If $M$ is a monoidal category, an enriched category over $M$ is a category $C$ whose hom-sets are viewed as objects in $M$. And a monoidal category $M$ is said to be closed if the tensor product functor has a right adjoint, known as the internal Hom functor.
My question is, are “monoidal category enriched over itself” and “closed monoidal category” equivalent? To put it another way, do all monoidal categories with internal Hom sets have internal Hom functors, and do all monoidal categories with internal Hom functors have internal Hom sets?
If not, does anyone know of counterexamples in either direction?
The two concepts are distinct.
In general it is true that every monoidal closed category is enriched over itself, and this fact is exploited for studying enriched presheaves.
The converse does not hold as the following example will show.
Consider the category $\mathbf {Top}$ of topological spaces and continuous maps between them, with the cartesian monoidal structure. This category is not catesian closed (if I am not mistaken that is because products do not commute with colimits in $\mathbf {Top}$, hence products cannot have right adjoints).
Nevertheless you can enrich $\mathbf{Top}$ over itself by regarding every set $\mathbf{Top}(A,B)$ as a topological space with the trivial topology (i.e. the topology in which every subset is open). With this topology the compositions are clearly continuous and it is trivial to verify that this is indeed a $\mathbf{Top}$-enriched category.

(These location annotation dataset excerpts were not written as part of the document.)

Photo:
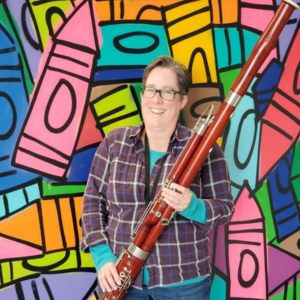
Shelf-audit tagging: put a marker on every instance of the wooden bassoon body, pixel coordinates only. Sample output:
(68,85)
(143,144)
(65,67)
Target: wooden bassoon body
(158,214)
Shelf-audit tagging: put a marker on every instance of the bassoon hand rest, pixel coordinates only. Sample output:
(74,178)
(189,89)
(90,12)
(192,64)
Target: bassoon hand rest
(158,213)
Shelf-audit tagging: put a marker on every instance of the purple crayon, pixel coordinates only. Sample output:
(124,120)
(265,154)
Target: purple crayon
(59,103)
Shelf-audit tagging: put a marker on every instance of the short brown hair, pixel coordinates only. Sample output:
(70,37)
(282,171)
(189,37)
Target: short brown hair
(183,75)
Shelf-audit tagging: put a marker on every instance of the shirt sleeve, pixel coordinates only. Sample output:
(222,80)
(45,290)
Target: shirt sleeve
(94,214)
(101,255)
(216,189)
(196,211)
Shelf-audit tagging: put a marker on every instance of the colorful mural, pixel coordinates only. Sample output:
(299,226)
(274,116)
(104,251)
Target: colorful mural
(70,71)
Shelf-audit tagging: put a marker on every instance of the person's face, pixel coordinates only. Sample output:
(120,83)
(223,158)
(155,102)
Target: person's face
(159,114)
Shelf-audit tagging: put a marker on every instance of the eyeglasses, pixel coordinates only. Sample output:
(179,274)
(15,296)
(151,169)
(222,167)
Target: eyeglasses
(165,94)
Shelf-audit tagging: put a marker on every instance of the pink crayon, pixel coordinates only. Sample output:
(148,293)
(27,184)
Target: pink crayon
(247,250)
(280,124)
(56,114)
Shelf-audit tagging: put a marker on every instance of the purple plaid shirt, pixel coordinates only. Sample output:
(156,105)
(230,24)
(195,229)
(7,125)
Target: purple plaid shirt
(114,203)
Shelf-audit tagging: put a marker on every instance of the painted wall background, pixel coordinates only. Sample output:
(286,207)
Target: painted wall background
(70,71)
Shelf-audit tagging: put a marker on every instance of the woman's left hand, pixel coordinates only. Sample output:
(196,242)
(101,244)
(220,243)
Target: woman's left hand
(177,196)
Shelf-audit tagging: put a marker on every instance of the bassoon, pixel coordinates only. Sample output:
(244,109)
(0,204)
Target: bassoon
(158,213)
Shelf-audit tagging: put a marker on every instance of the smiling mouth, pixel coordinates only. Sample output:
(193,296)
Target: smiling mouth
(157,111)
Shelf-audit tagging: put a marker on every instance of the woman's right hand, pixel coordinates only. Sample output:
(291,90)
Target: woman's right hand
(108,277)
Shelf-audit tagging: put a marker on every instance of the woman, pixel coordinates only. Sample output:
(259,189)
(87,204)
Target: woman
(118,190)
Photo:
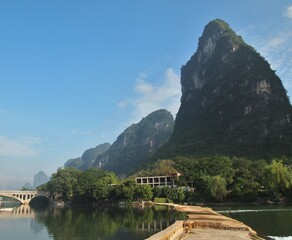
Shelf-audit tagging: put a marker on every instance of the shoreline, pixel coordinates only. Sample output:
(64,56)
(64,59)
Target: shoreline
(204,223)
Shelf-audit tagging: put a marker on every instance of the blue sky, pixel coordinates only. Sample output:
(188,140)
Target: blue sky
(75,74)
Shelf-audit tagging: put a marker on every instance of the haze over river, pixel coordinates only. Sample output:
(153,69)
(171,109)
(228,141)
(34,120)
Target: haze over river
(88,223)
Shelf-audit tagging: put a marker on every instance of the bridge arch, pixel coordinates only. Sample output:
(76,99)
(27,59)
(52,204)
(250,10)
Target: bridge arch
(24,197)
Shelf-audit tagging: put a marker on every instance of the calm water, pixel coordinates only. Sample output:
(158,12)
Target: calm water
(127,223)
(269,221)
(84,223)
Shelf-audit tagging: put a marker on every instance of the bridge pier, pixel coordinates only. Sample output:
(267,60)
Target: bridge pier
(24,197)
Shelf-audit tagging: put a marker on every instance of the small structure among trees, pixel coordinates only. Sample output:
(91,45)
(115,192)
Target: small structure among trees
(156,181)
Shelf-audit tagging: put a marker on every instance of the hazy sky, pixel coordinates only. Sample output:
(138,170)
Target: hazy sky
(75,74)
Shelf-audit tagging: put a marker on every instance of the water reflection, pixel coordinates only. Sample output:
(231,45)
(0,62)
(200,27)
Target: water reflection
(93,223)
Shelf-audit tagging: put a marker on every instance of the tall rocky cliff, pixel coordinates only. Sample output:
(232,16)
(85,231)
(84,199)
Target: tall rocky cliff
(87,159)
(137,143)
(232,102)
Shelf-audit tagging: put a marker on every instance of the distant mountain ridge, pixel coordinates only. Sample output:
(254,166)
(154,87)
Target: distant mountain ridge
(88,157)
(137,143)
(232,102)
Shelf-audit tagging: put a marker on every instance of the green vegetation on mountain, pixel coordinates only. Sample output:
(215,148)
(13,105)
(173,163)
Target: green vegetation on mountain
(232,103)
(137,143)
(231,140)
(87,159)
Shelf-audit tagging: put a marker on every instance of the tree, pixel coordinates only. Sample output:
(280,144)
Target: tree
(64,182)
(277,178)
(143,192)
(213,187)
(176,194)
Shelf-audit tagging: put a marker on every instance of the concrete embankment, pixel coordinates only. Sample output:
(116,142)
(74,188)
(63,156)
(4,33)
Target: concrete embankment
(204,223)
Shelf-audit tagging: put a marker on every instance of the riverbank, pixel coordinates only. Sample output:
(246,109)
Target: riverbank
(204,223)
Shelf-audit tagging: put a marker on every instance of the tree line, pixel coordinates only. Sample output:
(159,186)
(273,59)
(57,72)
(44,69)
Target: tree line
(207,179)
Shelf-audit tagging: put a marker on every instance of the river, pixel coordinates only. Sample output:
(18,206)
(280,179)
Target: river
(113,223)
(269,221)
(86,223)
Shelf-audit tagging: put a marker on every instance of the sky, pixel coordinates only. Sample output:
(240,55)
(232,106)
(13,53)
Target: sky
(75,74)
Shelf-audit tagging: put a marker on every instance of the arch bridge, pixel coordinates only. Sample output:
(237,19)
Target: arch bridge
(24,197)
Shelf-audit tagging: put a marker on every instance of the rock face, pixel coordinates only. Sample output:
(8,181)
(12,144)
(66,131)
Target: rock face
(88,157)
(232,102)
(39,179)
(137,143)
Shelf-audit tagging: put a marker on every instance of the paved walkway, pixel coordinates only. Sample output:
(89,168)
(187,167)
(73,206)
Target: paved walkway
(203,224)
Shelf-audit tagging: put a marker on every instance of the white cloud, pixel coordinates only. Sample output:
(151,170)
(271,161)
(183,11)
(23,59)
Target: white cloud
(288,12)
(78,131)
(20,147)
(12,182)
(150,97)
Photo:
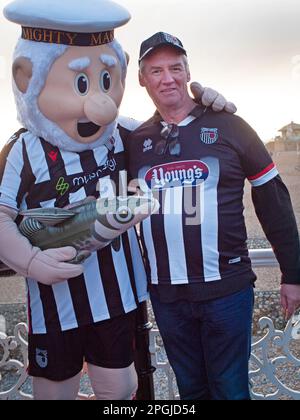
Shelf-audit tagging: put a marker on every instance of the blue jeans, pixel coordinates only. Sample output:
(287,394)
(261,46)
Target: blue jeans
(208,345)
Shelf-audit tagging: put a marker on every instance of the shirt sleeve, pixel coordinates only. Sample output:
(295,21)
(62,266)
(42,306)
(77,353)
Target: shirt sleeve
(255,159)
(274,210)
(12,175)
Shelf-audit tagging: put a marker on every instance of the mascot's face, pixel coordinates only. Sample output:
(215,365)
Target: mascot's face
(83,92)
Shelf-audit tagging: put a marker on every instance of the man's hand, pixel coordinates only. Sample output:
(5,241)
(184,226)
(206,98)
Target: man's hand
(290,299)
(210,97)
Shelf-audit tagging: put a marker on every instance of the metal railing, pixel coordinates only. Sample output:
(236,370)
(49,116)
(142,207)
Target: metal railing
(273,356)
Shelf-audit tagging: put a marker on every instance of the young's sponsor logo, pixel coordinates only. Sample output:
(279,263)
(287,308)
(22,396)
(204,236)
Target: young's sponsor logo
(147,145)
(188,173)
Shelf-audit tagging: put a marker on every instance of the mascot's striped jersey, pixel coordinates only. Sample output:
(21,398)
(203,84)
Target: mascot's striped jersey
(35,174)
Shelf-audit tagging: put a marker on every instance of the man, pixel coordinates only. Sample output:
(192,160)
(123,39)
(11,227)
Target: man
(201,281)
(68,78)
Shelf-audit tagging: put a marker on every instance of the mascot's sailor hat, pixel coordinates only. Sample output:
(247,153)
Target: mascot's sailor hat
(68,22)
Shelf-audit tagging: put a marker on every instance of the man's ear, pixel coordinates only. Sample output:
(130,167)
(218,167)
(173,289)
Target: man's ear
(22,73)
(141,79)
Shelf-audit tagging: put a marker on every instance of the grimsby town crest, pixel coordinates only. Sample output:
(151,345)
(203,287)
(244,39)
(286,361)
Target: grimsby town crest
(209,135)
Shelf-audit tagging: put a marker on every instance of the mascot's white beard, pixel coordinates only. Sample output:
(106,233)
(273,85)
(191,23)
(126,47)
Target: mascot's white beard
(42,56)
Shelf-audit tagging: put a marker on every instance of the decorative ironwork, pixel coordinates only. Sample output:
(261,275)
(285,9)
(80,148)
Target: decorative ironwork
(274,364)
(274,361)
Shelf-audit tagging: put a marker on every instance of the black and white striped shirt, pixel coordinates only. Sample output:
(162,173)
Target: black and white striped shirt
(35,174)
(199,235)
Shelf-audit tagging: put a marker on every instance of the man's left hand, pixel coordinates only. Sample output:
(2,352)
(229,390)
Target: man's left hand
(290,298)
(210,97)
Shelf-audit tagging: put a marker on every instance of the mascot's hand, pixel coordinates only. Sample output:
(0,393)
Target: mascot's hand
(51,266)
(210,97)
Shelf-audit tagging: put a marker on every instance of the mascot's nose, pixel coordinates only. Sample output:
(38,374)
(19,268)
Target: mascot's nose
(100,109)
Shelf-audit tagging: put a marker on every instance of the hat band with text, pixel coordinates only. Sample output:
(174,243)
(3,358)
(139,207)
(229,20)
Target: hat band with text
(51,36)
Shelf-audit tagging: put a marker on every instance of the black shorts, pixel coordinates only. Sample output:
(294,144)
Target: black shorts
(58,356)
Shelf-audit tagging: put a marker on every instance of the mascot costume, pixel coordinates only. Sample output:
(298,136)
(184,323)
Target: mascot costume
(68,80)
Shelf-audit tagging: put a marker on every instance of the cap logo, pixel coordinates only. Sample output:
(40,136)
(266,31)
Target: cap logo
(172,39)
(51,36)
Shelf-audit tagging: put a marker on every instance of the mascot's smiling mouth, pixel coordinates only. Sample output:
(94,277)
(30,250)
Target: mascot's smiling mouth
(87,128)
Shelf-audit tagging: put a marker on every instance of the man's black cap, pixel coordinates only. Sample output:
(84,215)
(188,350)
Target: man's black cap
(157,40)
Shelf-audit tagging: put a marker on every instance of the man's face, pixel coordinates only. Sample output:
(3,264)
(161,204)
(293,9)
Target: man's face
(165,76)
(83,92)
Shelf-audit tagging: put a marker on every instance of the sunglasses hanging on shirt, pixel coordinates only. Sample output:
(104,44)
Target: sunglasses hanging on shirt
(169,141)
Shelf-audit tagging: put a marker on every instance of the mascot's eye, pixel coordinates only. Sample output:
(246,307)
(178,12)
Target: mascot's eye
(82,84)
(105,81)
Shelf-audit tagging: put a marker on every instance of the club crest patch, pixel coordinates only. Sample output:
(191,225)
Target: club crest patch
(209,135)
(41,358)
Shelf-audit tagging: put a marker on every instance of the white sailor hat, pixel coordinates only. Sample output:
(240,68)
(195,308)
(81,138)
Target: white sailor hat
(69,22)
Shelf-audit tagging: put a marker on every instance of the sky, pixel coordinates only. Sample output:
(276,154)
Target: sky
(249,50)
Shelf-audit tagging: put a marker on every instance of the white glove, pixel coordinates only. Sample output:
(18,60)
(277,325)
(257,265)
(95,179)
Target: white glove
(47,267)
(210,97)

So while it is true that $\mathbf{Top}$ can be enriched over itself it is not cartesian closed.
Edit: from a discussion with the OP I have noticed that there is a misunderstanding on the notion of monoidal closed category.
Being monoidal closed is not equivalent to just having an internal $\hom$-functor, you also need for the covariant functors $\hom[X,-]$ to be right adjoint to the products $-\otimes X$.
The example above shows this: the products $-\times X$ in $\mathbf{Top}$ do not have, generally, right adjoints, but the $\hom$-functor can be turned into a $\mathbf{Top}$-valued functor.